Scientists, both domestic and international, have developed the world's first functional semiconductor using graphene, with the electron mobility of the graphene semiconductor being 10 times that of silicon. This new type of semiconductor can be used to manufacture smaller and faster electronic devices or for quantum computing.
Scientists, both domestic and international, have developed the world’s first functional semiconductor using graphene, with the electron mobility of the graphene semiconductor being 10 times that of silicon. This new type of semiconductor can be used to manufacture smaller and faster electronic devices or for quantum computing. The research was published in the journal “Nature” on January 3.
A semiconductor is a material that conducts electricity under specific conditions and is a fundamental component of electronic devices. Graphene, on the other hand, is a single-layer sheet-like structure made up of carbon atoms, with a thickness of only one carbon atom, making it a two-dimensional material. Graphene, in its natural state, is neither a semiconductor nor a metal.
A research team led by Walter de Heer, a physics professor at the Georgia Institute of Technology, developed a graphene semiconductor.
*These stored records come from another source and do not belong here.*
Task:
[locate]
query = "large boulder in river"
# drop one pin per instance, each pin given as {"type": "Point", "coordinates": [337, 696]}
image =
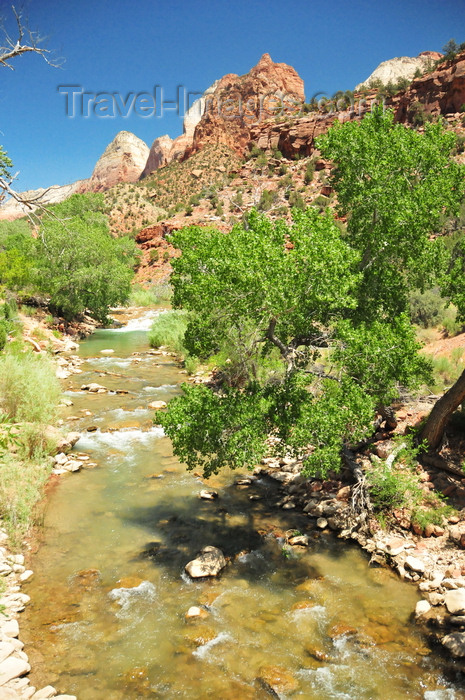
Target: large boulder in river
{"type": "Point", "coordinates": [209, 563]}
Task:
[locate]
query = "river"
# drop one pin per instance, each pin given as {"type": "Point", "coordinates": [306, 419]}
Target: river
{"type": "Point", "coordinates": [107, 619]}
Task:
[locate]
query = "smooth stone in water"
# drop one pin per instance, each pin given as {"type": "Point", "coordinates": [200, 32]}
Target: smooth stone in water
{"type": "Point", "coordinates": [209, 563]}
{"type": "Point", "coordinates": [157, 405]}
{"type": "Point", "coordinates": [455, 601]}
{"type": "Point", "coordinates": [455, 643]}
{"type": "Point", "coordinates": [208, 495]}
{"type": "Point", "coordinates": [12, 667]}
{"type": "Point", "coordinates": [415, 564]}
{"type": "Point", "coordinates": [422, 607]}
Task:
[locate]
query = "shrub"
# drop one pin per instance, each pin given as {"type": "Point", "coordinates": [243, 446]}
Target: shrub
{"type": "Point", "coordinates": [142, 296]}
{"type": "Point", "coordinates": [309, 172]}
{"type": "Point", "coordinates": [426, 308]}
{"type": "Point", "coordinates": [3, 334]}
{"type": "Point", "coordinates": [168, 329]}
{"type": "Point", "coordinates": [21, 487]}
{"type": "Point", "coordinates": [29, 389]}
{"type": "Point", "coordinates": [266, 200]}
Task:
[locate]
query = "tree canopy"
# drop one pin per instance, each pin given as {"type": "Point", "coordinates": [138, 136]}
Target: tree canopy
{"type": "Point", "coordinates": [312, 325]}
{"type": "Point", "coordinates": [73, 261]}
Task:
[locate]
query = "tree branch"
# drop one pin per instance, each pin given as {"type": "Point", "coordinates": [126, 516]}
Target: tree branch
{"type": "Point", "coordinates": [26, 41]}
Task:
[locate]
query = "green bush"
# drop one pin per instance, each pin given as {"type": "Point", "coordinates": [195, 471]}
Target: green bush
{"type": "Point", "coordinates": [309, 172]}
{"type": "Point", "coordinates": [151, 296]}
{"type": "Point", "coordinates": [3, 334]}
{"type": "Point", "coordinates": [21, 487]}
{"type": "Point", "coordinates": [426, 308]}
{"type": "Point", "coordinates": [168, 329]}
{"type": "Point", "coordinates": [29, 389]}
{"type": "Point", "coordinates": [78, 264]}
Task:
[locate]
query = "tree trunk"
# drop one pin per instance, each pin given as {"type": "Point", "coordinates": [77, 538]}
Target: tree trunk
{"type": "Point", "coordinates": [433, 430]}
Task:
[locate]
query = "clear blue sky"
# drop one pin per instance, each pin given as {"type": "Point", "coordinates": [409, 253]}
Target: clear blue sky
{"type": "Point", "coordinates": [131, 46]}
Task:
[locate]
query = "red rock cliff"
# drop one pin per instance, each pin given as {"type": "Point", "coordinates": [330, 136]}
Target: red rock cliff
{"type": "Point", "coordinates": [240, 101]}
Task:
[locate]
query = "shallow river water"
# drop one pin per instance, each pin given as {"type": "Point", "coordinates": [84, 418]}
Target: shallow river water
{"type": "Point", "coordinates": [109, 594]}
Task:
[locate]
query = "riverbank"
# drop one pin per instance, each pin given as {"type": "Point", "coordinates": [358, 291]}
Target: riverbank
{"type": "Point", "coordinates": [38, 331]}
{"type": "Point", "coordinates": [433, 559]}
{"type": "Point", "coordinates": [90, 576]}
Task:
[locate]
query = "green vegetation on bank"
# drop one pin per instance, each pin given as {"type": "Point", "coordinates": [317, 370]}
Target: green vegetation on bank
{"type": "Point", "coordinates": [72, 262]}
{"type": "Point", "coordinates": [29, 395]}
{"type": "Point", "coordinates": [333, 304]}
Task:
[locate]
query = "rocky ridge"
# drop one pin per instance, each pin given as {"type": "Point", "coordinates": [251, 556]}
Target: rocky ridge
{"type": "Point", "coordinates": [122, 161]}
{"type": "Point", "coordinates": [402, 67]}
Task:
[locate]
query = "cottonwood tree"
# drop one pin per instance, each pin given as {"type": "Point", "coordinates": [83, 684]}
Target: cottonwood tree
{"type": "Point", "coordinates": [396, 186]}
{"type": "Point", "coordinates": [313, 326]}
{"type": "Point", "coordinates": [278, 303]}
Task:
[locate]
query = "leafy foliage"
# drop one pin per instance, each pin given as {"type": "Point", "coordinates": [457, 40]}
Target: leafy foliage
{"type": "Point", "coordinates": [394, 185]}
{"type": "Point", "coordinates": [74, 261]}
{"type": "Point", "coordinates": [312, 291]}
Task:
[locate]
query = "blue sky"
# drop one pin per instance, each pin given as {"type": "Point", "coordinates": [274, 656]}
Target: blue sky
{"type": "Point", "coordinates": [122, 46]}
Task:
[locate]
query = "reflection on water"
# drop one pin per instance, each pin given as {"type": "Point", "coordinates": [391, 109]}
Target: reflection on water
{"type": "Point", "coordinates": [109, 596]}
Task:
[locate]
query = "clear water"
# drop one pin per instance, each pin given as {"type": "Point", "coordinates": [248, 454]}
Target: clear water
{"type": "Point", "coordinates": [109, 595]}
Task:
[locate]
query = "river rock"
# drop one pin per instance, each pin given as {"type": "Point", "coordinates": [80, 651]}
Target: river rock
{"type": "Point", "coordinates": [208, 495]}
{"type": "Point", "coordinates": [44, 693]}
{"type": "Point", "coordinates": [157, 405]}
{"type": "Point", "coordinates": [210, 562]}
{"type": "Point", "coordinates": [6, 648]}
{"type": "Point", "coordinates": [455, 643]}
{"type": "Point", "coordinates": [10, 628]}
{"type": "Point", "coordinates": [414, 564]}
{"type": "Point", "coordinates": [94, 388]}
{"type": "Point", "coordinates": [422, 607]}
{"type": "Point", "coordinates": [12, 667]}
{"type": "Point", "coordinates": [278, 678]}
{"type": "Point", "coordinates": [299, 540]}
{"type": "Point", "coordinates": [455, 601]}
{"type": "Point", "coordinates": [196, 612]}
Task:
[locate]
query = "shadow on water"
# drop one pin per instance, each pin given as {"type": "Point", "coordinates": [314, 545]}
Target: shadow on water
{"type": "Point", "coordinates": [247, 531]}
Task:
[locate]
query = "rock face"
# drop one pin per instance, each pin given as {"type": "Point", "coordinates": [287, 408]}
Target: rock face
{"type": "Point", "coordinates": [43, 196]}
{"type": "Point", "coordinates": [403, 67]}
{"type": "Point", "coordinates": [237, 101]}
{"type": "Point", "coordinates": [159, 155]}
{"type": "Point", "coordinates": [164, 149]}
{"type": "Point", "coordinates": [122, 161]}
{"type": "Point", "coordinates": [209, 563]}
{"type": "Point", "coordinates": [295, 137]}
{"type": "Point", "coordinates": [440, 92]}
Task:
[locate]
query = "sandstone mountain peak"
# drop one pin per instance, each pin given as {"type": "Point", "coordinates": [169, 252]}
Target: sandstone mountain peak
{"type": "Point", "coordinates": [400, 67]}
{"type": "Point", "coordinates": [122, 161]}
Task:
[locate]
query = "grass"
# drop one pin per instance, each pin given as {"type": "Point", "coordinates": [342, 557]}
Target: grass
{"type": "Point", "coordinates": [21, 488]}
{"type": "Point", "coordinates": [29, 395]}
{"type": "Point", "coordinates": [398, 486]}
{"type": "Point", "coordinates": [152, 296]}
{"type": "Point", "coordinates": [446, 370]}
{"type": "Point", "coordinates": [168, 330]}
{"type": "Point", "coordinates": [29, 389]}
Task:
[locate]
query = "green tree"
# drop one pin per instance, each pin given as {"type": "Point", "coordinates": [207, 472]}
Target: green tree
{"type": "Point", "coordinates": [78, 264]}
{"type": "Point", "coordinates": [283, 297]}
{"type": "Point", "coordinates": [396, 186]}
{"type": "Point", "coordinates": [296, 295]}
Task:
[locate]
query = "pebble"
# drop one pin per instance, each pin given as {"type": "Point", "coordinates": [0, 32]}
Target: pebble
{"type": "Point", "coordinates": [416, 565]}
{"type": "Point", "coordinates": [422, 607]}
{"type": "Point", "coordinates": [208, 495]}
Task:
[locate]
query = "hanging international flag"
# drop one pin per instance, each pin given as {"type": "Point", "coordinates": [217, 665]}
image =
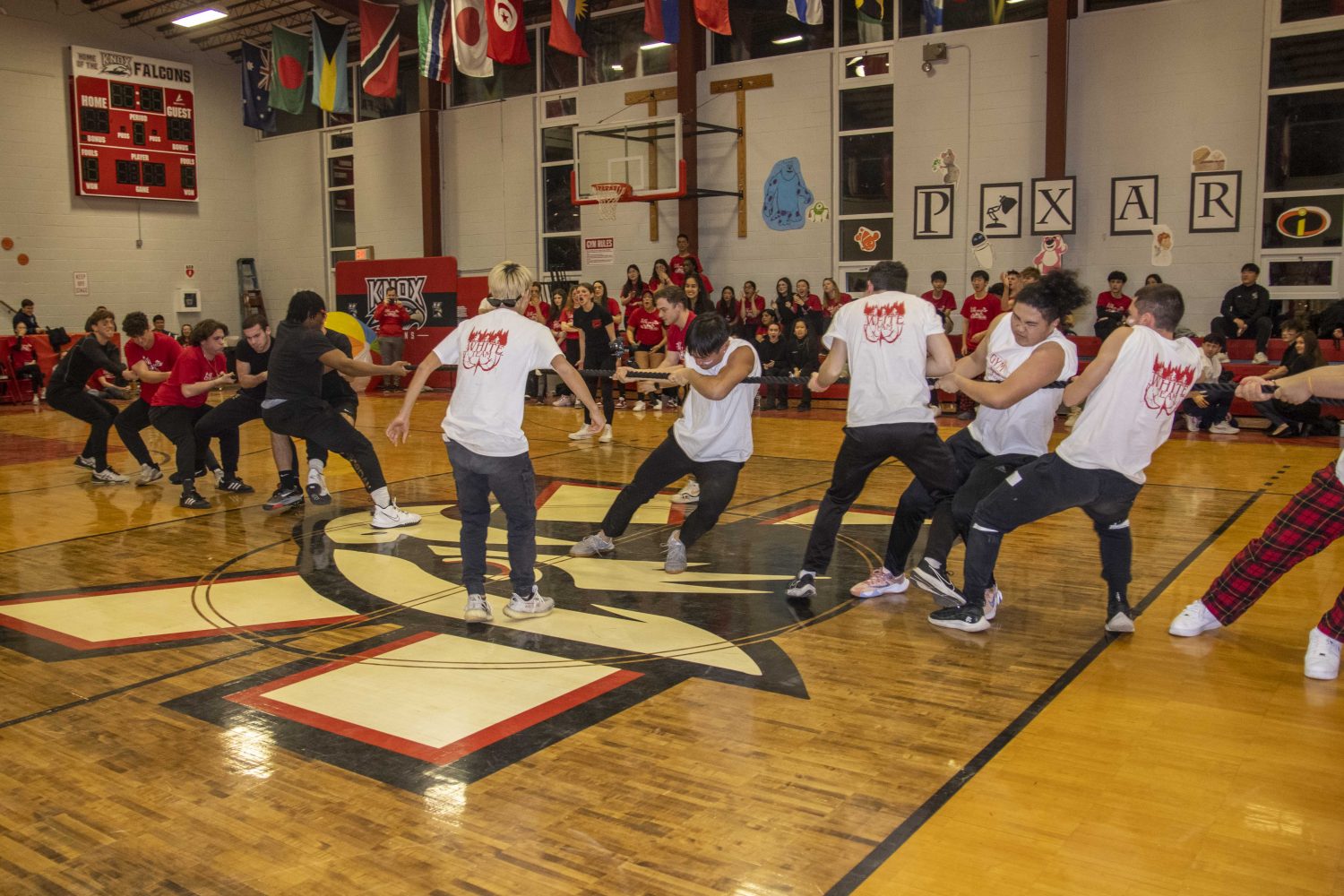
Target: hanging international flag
{"type": "Point", "coordinates": [569, 26]}
{"type": "Point", "coordinates": [255, 67]}
{"type": "Point", "coordinates": [435, 32]}
{"type": "Point", "coordinates": [663, 21]}
{"type": "Point", "coordinates": [378, 47]}
{"type": "Point", "coordinates": [809, 11]}
{"type": "Point", "coordinates": [470, 39]}
{"type": "Point", "coordinates": [507, 35]}
{"type": "Point", "coordinates": [331, 80]}
{"type": "Point", "coordinates": [714, 15]}
{"type": "Point", "coordinates": [289, 61]}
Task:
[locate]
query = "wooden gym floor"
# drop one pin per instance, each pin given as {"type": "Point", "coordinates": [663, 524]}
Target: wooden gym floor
{"type": "Point", "coordinates": [239, 702]}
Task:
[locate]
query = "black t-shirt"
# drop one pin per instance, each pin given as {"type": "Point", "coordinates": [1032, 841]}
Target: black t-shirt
{"type": "Point", "coordinates": [295, 370]}
{"type": "Point", "coordinates": [336, 387]}
{"type": "Point", "coordinates": [257, 363]}
{"type": "Point", "coordinates": [593, 325]}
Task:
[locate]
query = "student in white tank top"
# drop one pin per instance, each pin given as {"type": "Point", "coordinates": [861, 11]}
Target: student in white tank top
{"type": "Point", "coordinates": [711, 440]}
{"type": "Point", "coordinates": [1021, 355]}
{"type": "Point", "coordinates": [1139, 379]}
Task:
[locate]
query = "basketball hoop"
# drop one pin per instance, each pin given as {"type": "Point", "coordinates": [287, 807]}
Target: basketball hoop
{"type": "Point", "coordinates": [607, 196]}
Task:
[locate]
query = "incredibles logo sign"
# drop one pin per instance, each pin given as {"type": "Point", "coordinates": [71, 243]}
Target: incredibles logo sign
{"type": "Point", "coordinates": [1304, 222]}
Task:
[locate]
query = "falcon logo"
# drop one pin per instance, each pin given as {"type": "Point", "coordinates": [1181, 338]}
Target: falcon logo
{"type": "Point", "coordinates": [484, 349]}
{"type": "Point", "coordinates": [883, 323]}
{"type": "Point", "coordinates": [1168, 387]}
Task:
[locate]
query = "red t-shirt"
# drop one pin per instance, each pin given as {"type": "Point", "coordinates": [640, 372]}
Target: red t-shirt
{"type": "Point", "coordinates": [676, 335]}
{"type": "Point", "coordinates": [392, 319]}
{"type": "Point", "coordinates": [1107, 303]}
{"type": "Point", "coordinates": [647, 325]}
{"type": "Point", "coordinates": [160, 357]}
{"type": "Point", "coordinates": [191, 367]}
{"type": "Point", "coordinates": [978, 314]}
{"type": "Point", "coordinates": [948, 303]}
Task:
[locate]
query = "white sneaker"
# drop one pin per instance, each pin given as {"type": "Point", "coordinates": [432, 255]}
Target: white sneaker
{"type": "Point", "coordinates": [1322, 656]}
{"type": "Point", "coordinates": [521, 607]}
{"type": "Point", "coordinates": [478, 608]}
{"type": "Point", "coordinates": [1193, 621]}
{"type": "Point", "coordinates": [392, 517]}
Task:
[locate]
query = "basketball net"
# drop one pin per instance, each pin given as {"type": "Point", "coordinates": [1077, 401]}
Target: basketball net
{"type": "Point", "coordinates": [609, 196]}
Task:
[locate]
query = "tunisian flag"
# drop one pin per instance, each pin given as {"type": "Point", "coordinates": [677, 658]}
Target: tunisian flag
{"type": "Point", "coordinates": [714, 15]}
{"type": "Point", "coordinates": [507, 35]}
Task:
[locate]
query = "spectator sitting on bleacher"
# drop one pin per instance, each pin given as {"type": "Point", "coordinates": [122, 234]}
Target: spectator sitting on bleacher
{"type": "Point", "coordinates": [1246, 312]}
{"type": "Point", "coordinates": [1289, 421]}
{"type": "Point", "coordinates": [1207, 411]}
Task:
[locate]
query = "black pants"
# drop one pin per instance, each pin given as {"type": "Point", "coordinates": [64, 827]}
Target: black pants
{"type": "Point", "coordinates": [99, 413]}
{"type": "Point", "coordinates": [129, 424]}
{"type": "Point", "coordinates": [1261, 328]}
{"type": "Point", "coordinates": [316, 421]}
{"type": "Point", "coordinates": [511, 479]}
{"type": "Point", "coordinates": [1043, 487]}
{"type": "Point", "coordinates": [193, 449]}
{"type": "Point", "coordinates": [865, 447]}
{"type": "Point", "coordinates": [660, 469]}
{"type": "Point", "coordinates": [601, 362]}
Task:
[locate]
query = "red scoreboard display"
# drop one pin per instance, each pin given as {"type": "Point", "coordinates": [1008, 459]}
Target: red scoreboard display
{"type": "Point", "coordinates": [134, 125]}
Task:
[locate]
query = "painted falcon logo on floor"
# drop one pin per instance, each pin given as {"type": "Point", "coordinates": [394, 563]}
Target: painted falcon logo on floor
{"type": "Point", "coordinates": [414, 694]}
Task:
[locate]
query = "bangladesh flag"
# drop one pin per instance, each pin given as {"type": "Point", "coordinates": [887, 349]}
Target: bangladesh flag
{"type": "Point", "coordinates": [289, 58]}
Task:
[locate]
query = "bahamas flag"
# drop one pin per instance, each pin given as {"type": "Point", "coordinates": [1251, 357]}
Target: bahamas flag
{"type": "Point", "coordinates": [331, 78]}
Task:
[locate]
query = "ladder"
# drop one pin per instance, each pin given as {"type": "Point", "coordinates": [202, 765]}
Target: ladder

This semiconductor is compatible with traditional microelectronics processing methods, a necessary condition for replacing silicon.
Walter de Heer began exploring the semiconductor potential of carbon-based materials early in his career, shifting his focus to graphene research in 2001. He noted that graphene is an extremely robust material that can handle very large currents and aimed to introduce graphene’s characteristics into electronics.
The research team produced a single-crystal graphene grown on the surface of a silicon carbide crystal, known as epitaxial graphene. They found that when produced correctly, epitaxial graphene forms a chemical bond with silicon carbide and exhibits semiconductor properties. Over the next decade, they refined this material at the Georgia Institute of Technology, later collaborating with the International Research Center for Nanoparticles and Nano Systems at Tianjin University.
Researchers placed atoms on graphene to observe whether the material behaved as a good conductor through electron doping. Measurements revealed that the electron mobility of the graphene semiconductor is 10 times that of silicon, meaning electrons move with very low resistance, indicating faster computing speeds in electronics. “It’s like driving on a gravel road versus driving on a highway,” said Walter de Heer.
The “bandgap” is a critical electronic characteristic that allows semiconductors to switch. It can open or close when an electric field is applied, and this is the working principle of all transistors and silicon electronics. Graphene lacks an inherent bandgap, and a key challenge in graphene electronics research has been how to open and close it to make it work like silicon. Marey, a professor at the International Research Center for Nanoparticles and Nano Systems at Tianjin University and a co-author of the paper, stated that the team’s technology achieved a bandgap, a crucial step in realizing graphene electronics.
The Georgia Institute of Technology stated that the graphene semiconductor developed by the team is currently the only two-dimensional semiconductor with all the necessary characteristics for nanoelectronics, and its electrical characteristics far exceed any other two-dimensional semiconductor currently under development. Epitaxial graphene could lead to a paradigm shift in electronics, utilizing the quantum mechanical wave nature of electrons, a necessary condition for quantum computing.
Andre Geim, the Nobel Prize-winning physicist known as the “father of graphene,” stated in 2022 that graphene is a “nickname” for a large class of materials with potential in various industries. Graphene is hailed as a new material driving the development of the electronics industry. Although there doesn’t seem to be any revolutionary applications currently, it is believed that in certain areas of the electronics industry, this material has advantages over silicon. “While there may not be any revolutionary applications at the moment, through continuous improvement, product quality will further improve, leading to revolutionary applications… but we still need to wait for 10 or even 20 years,” Geim said.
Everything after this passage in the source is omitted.